Rainos Ahlverez’ army had reached Fort Sheldyn on its way south from Cliff Peak after its Alyksberg adventures. With the looming threat of Ahlverez’ approach, Hanth had been forced to let Sir Fahstyr Rychtyr out of his confinement at Trevyr, which meant giving Ahlverez secure communications down the Seridahn River and, via the Sheryl-Seridahn Canal, all the way back to Dohlar. Assuming Desnairians and Dohlarans proved capable of cooperating—which, in Hauwerd Breygart’s opinion, was not a foregone conclusion, even with special intendants attached to each army to knock heads together at need—the enormous army about to inundate Thesmar could count on ample supplies to keep it in the field. Thesmar’s defenders could be equally well supplied, assuming the batteries kept the Narrows open for Charisian galleons, but those galleons wouldn’t be able to do anything about how grossly outnumbered they’d be.

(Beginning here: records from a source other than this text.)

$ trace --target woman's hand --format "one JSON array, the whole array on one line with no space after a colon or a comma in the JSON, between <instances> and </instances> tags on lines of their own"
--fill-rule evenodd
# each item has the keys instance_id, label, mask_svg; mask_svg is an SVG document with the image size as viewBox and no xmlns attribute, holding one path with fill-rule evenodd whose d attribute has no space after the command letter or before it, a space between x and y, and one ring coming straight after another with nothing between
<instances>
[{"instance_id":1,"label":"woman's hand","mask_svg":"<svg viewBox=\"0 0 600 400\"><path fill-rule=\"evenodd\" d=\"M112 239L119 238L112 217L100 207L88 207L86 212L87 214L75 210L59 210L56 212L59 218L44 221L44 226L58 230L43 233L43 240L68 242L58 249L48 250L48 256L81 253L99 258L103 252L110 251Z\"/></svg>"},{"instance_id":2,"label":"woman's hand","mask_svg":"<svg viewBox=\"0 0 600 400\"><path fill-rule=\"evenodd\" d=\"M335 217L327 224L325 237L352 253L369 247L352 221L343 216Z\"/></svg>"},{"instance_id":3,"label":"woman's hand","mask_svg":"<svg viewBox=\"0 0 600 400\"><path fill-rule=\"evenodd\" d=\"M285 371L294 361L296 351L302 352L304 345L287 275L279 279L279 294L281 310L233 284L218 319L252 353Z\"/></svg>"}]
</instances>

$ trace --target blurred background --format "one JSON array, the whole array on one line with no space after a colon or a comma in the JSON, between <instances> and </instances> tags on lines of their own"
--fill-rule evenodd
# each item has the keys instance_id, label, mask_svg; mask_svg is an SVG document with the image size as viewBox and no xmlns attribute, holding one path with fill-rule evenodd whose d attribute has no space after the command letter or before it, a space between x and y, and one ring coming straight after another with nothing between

Clyftyn Sumyrs’ seventy-two hundred men had come in from Alyksberg, just as exhausted and just as riddled with sickness as Hanth had been afraid they would be, given the rigor of their eight-hundred-mile forced march. General Kydryc Fyguera’s four regiments of regulars had been recruited back up to strength out of South March citizens loyal to the Republic, giving them another seventy-eight hundred or so, although the replacements weren’t yet as well trained as any of them might’ve liked. And then there were the five thousand men of his own 1st Independent Marine Brigade and the additional two thousand seamen Admiral Hywyt had managed to scare up by stripping every one of his galleons’ companies to the bone. Altogether, it came to twenty-three thousand men, assuming all of Sumyrs’ men could be gotten back on their feet by the healers in Thesmar. Which, by his calculations, meant he’d been brought all the way up to eight percent of the combined Desnairian-Dohlaran army headed his way.